The restaurant was in a part of town that was being aggressively developed. Glass towers, sea-green, loomed above an over-lit square bisected by a pedestrian-only street. The thick curved necks of enormous streetlamps swooped down at us, blasting with acidic light. Everything had been built at once so there was no variation, no uneven patina of wear. Storefronts and signage popped bright and loud. The whole scene looked as if it had been lifted from Disneyland, creating the uncanny effect of a town built to imitate an amusement park built in imitation of a town. (Somewhere, a first-year grad student hunched over a laptop writing a term paper about it, titled something like “Simulacrum by the Sea.”)

My parents sat side by side. My mother leaned toward my father, their shoulders touching, her fingertip tracing lines of the menu he couldn’t make out in the restaurant’s faint lighting. They looked small there, together. As my mother read out loud from the list of wines, my father buttered a shiny dinner roll and placed it in front of her. I felt a quick and painful surge of love for them. The food was good, my mother kept commenting on it, repeating how glad she was to be there, her voice a little loud, giddy with her second glass of wine.
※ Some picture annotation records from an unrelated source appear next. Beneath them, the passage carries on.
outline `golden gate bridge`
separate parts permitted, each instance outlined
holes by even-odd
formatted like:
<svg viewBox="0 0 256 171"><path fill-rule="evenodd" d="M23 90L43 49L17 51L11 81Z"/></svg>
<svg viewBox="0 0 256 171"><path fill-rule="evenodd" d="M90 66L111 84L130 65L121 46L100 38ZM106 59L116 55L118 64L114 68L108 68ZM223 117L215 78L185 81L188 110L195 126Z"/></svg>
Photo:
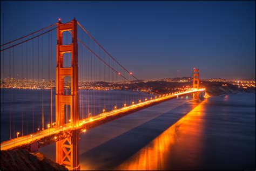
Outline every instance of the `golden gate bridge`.
<svg viewBox="0 0 256 171"><path fill-rule="evenodd" d="M1 142L1 150L35 151L56 143L56 162L69 169L80 169L80 133L179 95L192 93L198 100L205 91L199 88L199 70L194 68L193 88L163 94L149 87L75 18L65 23L59 19L1 45L1 60L2 76L9 78L4 84L12 88L7 94L9 111L2 113L9 114L10 138ZM25 102L17 104L15 88L25 90ZM111 90L136 93L117 97Z"/></svg>

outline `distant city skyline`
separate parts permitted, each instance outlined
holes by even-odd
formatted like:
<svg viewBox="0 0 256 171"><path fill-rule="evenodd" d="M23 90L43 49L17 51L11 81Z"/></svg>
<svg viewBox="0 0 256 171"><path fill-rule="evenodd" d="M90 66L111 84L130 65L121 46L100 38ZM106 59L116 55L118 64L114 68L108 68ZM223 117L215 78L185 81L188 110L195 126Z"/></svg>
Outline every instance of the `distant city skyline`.
<svg viewBox="0 0 256 171"><path fill-rule="evenodd" d="M139 79L174 78L178 70L180 77L190 77L194 67L201 79L254 79L254 2L1 2L1 44L59 18L76 17Z"/></svg>

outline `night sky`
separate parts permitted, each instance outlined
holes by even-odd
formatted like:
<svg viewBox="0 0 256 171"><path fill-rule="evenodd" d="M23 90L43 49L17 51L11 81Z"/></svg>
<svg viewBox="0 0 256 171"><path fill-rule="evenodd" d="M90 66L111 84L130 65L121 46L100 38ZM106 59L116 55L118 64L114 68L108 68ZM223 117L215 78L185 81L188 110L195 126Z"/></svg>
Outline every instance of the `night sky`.
<svg viewBox="0 0 256 171"><path fill-rule="evenodd" d="M254 2L1 2L1 44L76 17L141 79L255 77ZM1 66L2 67L5 67Z"/></svg>

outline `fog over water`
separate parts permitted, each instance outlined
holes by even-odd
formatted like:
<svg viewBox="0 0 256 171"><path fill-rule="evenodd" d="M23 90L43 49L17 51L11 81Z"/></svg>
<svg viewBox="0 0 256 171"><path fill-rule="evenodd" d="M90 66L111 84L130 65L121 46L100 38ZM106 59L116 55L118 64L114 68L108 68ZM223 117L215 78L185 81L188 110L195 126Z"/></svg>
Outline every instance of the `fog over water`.
<svg viewBox="0 0 256 171"><path fill-rule="evenodd" d="M2 92L1 137L8 139L9 133L3 128L9 128L11 101L3 96L9 92ZM30 104L25 92L16 92L17 98L11 104L13 111L19 111L22 102ZM121 105L124 93L112 93L110 97ZM37 94L34 95L32 98L36 99ZM254 169L255 94L212 97L201 102L191 100L179 97L80 134L81 169ZM36 104L39 108L41 102ZM45 104L49 114L49 104ZM35 110L39 113L35 118L40 118L40 110ZM55 159L55 143L39 151Z"/></svg>
<svg viewBox="0 0 256 171"><path fill-rule="evenodd" d="M81 168L253 169L254 98L224 95L199 105L179 98L89 130L80 135ZM40 151L54 159L55 146Z"/></svg>

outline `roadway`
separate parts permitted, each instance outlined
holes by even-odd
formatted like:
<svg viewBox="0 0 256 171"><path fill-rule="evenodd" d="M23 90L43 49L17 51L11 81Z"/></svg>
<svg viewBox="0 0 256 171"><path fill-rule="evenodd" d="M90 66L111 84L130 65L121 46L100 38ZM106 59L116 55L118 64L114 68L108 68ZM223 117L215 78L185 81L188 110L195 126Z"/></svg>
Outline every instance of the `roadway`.
<svg viewBox="0 0 256 171"><path fill-rule="evenodd" d="M190 94L197 91L204 91L205 90L205 88L200 88L199 90L192 90L185 92L178 92L177 93L167 94L156 98L151 99L148 100L145 100L145 101L142 101L138 104L135 104L130 106L127 106L122 108L116 109L110 112L102 113L99 114L98 114L97 115L80 120L76 126L73 128L71 127L70 124L67 124L64 126L59 128L53 127L52 128L49 128L40 131L29 135L18 137L6 141L2 142L1 150L7 150L14 148L17 148L19 146L23 146L25 145L30 144L31 142L37 142L38 140L46 136L59 133L61 131L79 129L81 129L83 127L83 126L86 124L93 122L96 120L104 119L104 118L106 118L106 117L118 115L118 114L123 113L125 112L129 112L130 111L132 111L134 109L138 109L139 108L143 108L144 106L153 104L156 102L160 102L161 101L164 101L168 99L173 98L173 97L177 97L177 95L185 95L186 94ZM84 131L86 131L86 130L84 130Z"/></svg>

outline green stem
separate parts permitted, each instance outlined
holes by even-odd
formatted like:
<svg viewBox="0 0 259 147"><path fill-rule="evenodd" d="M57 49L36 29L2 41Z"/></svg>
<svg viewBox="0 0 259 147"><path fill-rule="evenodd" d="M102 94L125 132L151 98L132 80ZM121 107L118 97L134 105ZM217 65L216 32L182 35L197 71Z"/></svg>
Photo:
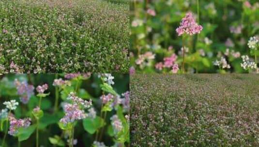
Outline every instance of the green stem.
<svg viewBox="0 0 259 147"><path fill-rule="evenodd" d="M184 37L183 37L183 63L182 65L182 73L184 74Z"/></svg>
<svg viewBox="0 0 259 147"><path fill-rule="evenodd" d="M70 144L71 144L71 147L74 147L74 122L72 123L72 138L70 141Z"/></svg>
<svg viewBox="0 0 259 147"><path fill-rule="evenodd" d="M199 0L197 0L197 15L198 17L198 24L199 23Z"/></svg>
<svg viewBox="0 0 259 147"><path fill-rule="evenodd" d="M105 121L105 119L106 119L106 115L107 115L107 111L105 111L105 113L104 113L104 120ZM99 141L101 141L101 140L102 139L102 137L103 136L103 133L104 132L104 127L103 127L101 129L101 133L100 133L100 138L99 139Z"/></svg>
<svg viewBox="0 0 259 147"><path fill-rule="evenodd" d="M256 62L256 67L257 67L257 59L256 59L256 52L255 53L255 62Z"/></svg>
<svg viewBox="0 0 259 147"><path fill-rule="evenodd" d="M18 147L21 147L21 142L19 141L19 140L18 140Z"/></svg>
<svg viewBox="0 0 259 147"><path fill-rule="evenodd" d="M41 109L41 100L42 99L42 97L40 97L40 101L39 102L39 108ZM37 119L37 128L36 130L36 147L39 147L39 119Z"/></svg>
<svg viewBox="0 0 259 147"><path fill-rule="evenodd" d="M8 117L9 116L10 114L11 113L11 110L9 110L9 112L8 112L8 114L7 115L7 118L6 119L6 128L5 128L5 132L4 132L4 136L3 136L3 141L2 142L2 147L4 147L4 143L5 141L5 138L6 138L6 134L7 134L7 130L8 130Z"/></svg>
<svg viewBox="0 0 259 147"><path fill-rule="evenodd" d="M39 119L37 118L37 128L36 130L36 147L39 147Z"/></svg>
<svg viewBox="0 0 259 147"><path fill-rule="evenodd" d="M58 78L59 74L55 74L55 78L57 79ZM59 88L57 86L55 87L55 104L54 112L56 112L58 110L58 103L59 103Z"/></svg>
When my father hesitated to join her, I offered to drive home and switched to water. I would let them enjoy the night.

We finished our meals and wandered back outside, the evening sticky after the air-conditioned restaurant. We did a slow loop up the promenade, stopping to look in the windows of shops, closed for the holiday. My motheroohedandaahed, pointing things out to me, my father a few steps ahead. We looped back, down the other side, waiting in front of the restaurant for the valet to bring the car.

“Evelyn! Michael!”

A small woman, my mother’s age, waving and walking toward us.